The controversy in the taxation of non-residents in interpreting Section 9 of the Income Tax Act has been discussed on several occasions earlier. Essentially, under the judgment of the Supreme Court in Ishikawajima, for Section 9(1)(vii) to be applied in order to say that fees for technical services are deemed to accrue or arise in India, it is essential that the service is both rendered and utilized in India. An Explanation was inserted in 2007 attempting to modify this rule. However, as was held by the Karnataka High Court in Jindal, on a plain reading, the Explanation did not do away with the principle of Ishikawajima. This Explanation is sought to be replaced by a new one, again with retrospective effect from 1976. The new Explanation specifically states that it is not necessary that the services should be rendered in India. On its text, it is now clear that the rule in Ishikawajima is not good law.

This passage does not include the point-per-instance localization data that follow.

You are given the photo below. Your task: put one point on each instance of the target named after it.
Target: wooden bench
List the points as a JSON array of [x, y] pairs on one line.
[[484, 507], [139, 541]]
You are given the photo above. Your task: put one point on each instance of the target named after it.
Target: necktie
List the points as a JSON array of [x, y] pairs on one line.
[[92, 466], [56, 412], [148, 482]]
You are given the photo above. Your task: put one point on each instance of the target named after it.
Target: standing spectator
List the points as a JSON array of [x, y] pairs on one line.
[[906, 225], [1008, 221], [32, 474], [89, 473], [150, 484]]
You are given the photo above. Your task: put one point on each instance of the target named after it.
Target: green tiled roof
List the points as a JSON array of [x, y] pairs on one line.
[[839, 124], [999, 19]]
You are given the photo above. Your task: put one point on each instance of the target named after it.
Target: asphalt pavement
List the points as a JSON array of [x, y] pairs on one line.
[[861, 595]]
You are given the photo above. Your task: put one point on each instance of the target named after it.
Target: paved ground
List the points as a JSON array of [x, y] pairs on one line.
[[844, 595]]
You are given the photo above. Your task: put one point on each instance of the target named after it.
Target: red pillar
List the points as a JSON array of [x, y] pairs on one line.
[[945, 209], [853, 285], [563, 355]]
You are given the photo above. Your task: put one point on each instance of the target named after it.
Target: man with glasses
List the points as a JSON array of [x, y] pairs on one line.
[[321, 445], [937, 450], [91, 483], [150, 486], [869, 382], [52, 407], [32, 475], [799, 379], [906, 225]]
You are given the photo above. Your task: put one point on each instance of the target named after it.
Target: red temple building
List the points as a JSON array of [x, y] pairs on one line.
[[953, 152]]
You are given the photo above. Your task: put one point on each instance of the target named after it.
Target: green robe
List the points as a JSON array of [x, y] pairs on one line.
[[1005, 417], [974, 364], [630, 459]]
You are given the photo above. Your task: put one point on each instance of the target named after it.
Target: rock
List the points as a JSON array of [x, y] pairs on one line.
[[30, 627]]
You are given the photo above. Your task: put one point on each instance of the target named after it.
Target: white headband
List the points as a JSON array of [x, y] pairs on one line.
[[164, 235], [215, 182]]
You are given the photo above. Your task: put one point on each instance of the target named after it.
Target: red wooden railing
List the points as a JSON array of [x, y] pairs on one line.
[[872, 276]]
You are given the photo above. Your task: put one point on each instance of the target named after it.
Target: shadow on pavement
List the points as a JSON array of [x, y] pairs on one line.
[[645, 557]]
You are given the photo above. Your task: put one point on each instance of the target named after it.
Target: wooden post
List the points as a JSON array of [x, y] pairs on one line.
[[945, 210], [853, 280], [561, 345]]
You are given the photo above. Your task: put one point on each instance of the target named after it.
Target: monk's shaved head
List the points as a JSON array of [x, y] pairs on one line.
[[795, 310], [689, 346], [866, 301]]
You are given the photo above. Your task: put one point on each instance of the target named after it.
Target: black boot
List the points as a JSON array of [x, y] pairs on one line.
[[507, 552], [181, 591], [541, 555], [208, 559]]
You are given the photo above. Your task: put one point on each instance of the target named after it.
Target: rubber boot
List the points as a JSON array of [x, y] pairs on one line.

There may perhaps be a constitutional challenge open to the new Explanation, as being  in violation of territorial nexus requirements – it is debatable whether that challenge would succeed. It is unclear as to how strongly the nexus doctrine would apply to a Union law; and in any case, the mere existence of a nexus is sufficient (the strength of the nexus not being relevant). The Union can well contend that even now, services must be utilized in India even if not rendered in India, and that constitutes territorial nexus. If the Explanation stands as it presently is post-enactment, one thing would be clear: the income of a non-resident shall be deemed to accrue or arise in India under Sections 9(1) (v), (vi), and (vii) whether or not (i) the non-resident has a residence or place of business or business connection in India; or (ii) the non-resident has rendered services in India.


The Finance Bill proposes to clarify that the transfer of assets on a conversion of a company into a Limited Liability Partnership will not be regarded as a transfer of assets for the purpose of capital gains, if certain conditions are met. These conditions include that the company’s total sales, turnover or gross receipts in the three previous years should not exceed Rs. 60 lakh. Thus, for companies not within that limit, a conversion to a limited liability partnership will result in capital gains liability. Several other conditions are also mentioned. Furthermore, under Section 115JAA as it now stands, certain tax credits are allowed to companies which are covered under Section 115JA and 115JB for MAT purposes. This credit will not be allowed – under the proposed sub-section (7) to Section 115JAA – to successor LLP’s on a company’s conversion to an LLP.


There was a controversy between some High Courts about whether a High Court has the power to condone delays in filing appeals under Section 260A of the Income Tax Act. The weight of authority suggested that there was no such power to condone delays under Section 260A. The Bill gives High Courts the power to condone delays, with retrospective effect from 1st October, 1998. This is likely to lead to a huge flood – literally, thousands – of applications for restoration of appeals which were dismissed on account of delay.

Service tax:

The Delhi High Court had held in Home Retail that the renting of immovable property on its own would not constitute a service. The Finance Bill, 2010 indicates that renting of immovable property itself would be a taxable service under the Finance Act, 1994. This amendment is also retrospective, with effect from 1st June, 2007. Furthermore, as the accompanying Memorandum states, under the existing law in relation to service tax, IT software services are included as taxable services only in those cases where the service is used in furtherance of business or commerce. This limitation is sought to be dropped by amending Section 65(105)(zzzze) of the Finance Act, 1994 – information technology software service will be taxable services irrespective of the use to which the service is put to.


In sum, in both service tax and income tax, the Finance Bill, 2010 continues the trend of the legislature to upset judicial decisions by retrospective amendments. There are some changes sought to be introduced in terms of income tax slabs, higher TDS limits have been made available, and the rate of MAT has been increased. From a legal viewpoint, several proposals merit greater debate and scrutiny.